Him: In the dark cinema’s low lighting I feel aware of my every movement and what signals I might be sending to my partner. But that’s what we are here to embrace, the small nuances we display as we lose ourselves in the movie – being so close to someone, the intimacy is already in place, but there are rules of etiquette we share without knowing.
Her: ‘Lean closer, move your leg towards your partner, offer your hand, turn and smile into their eyes…’ It’s hard to know if he’s getting the same instructions and ignoring them, or if I’ve been cast as the pushy one! Oh OK, so now he’s putting his arm round me, slightly tentatively, but very sweetly.
Him: Brief Encounter (1945) is the movie there on the cinema screen, and the etiquette of the 1940s era encompasses the space.
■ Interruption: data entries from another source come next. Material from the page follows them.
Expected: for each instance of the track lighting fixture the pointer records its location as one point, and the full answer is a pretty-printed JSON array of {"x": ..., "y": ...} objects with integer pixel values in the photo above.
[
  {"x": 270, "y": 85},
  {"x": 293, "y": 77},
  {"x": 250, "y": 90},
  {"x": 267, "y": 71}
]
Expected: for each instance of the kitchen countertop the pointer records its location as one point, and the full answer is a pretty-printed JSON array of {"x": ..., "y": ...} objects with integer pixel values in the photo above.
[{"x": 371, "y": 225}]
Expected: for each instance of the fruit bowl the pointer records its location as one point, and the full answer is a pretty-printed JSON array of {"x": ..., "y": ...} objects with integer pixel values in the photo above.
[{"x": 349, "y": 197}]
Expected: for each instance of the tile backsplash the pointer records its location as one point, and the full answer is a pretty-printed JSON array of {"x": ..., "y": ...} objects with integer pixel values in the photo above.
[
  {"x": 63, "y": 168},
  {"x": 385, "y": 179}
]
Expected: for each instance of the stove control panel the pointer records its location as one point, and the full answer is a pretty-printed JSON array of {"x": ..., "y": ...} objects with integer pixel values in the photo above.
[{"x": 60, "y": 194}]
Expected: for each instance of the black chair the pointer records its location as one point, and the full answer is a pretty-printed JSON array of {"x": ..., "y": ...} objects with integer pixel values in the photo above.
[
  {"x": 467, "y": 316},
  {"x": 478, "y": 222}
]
I sit there feeling as if I have been placed into Trevor Howard’s shoes. Was my partner feeling a little like Celia Johnson? I’m unsure but I hope so. In the modern world gently taking someone’s hand sat next to you might not mean much, but it becomes apparent that these things really do have resonance, not just in the piece but in our everyday encounters with friends and family and that’s what’s so lovely – the piece never attempts to be anything more than a gentle and brief encounter with the person sat next to you. It’s not in-yer-face or life-changing and the piece does have its faults: it’s clear the focus is on us and our relationship with the person we are sat next to, but the interaction with the performers (our ushers) could have been embellished more to warm up the 1940s aesthetic.
Her: It’s a lovely set-up, but it feels like a slight piece. I’m not sure quite else what they could have done – I don’t think they could or should have pushed the personal physical contact beyond what was proposed. But it felt lacking; as if there was somewhere it needed to go next and never got to. But Melanie Wilson’s text is, as ever, poetic and beautiful, and the red-plush setting and usherettes’ outfits a simple but beautiful design (visual/live artist Abigail Conway’s contribution, I presume). I also liked the inclusion of a classic cartoon (Steamboat Willy, perhaps?) as a warm-up, referencing the days when a trip to the cinema meant more than just the main feature!
Him: Most of all it was really nice to escape the frenzy of the festival and share a cosy moment with a friend over a box of salty popcorn.
Her: Well, I don’t really do the ‘stars’ or ‘marks out of ten’ thing, but yes, I’d be happy to see him again. Just as friends.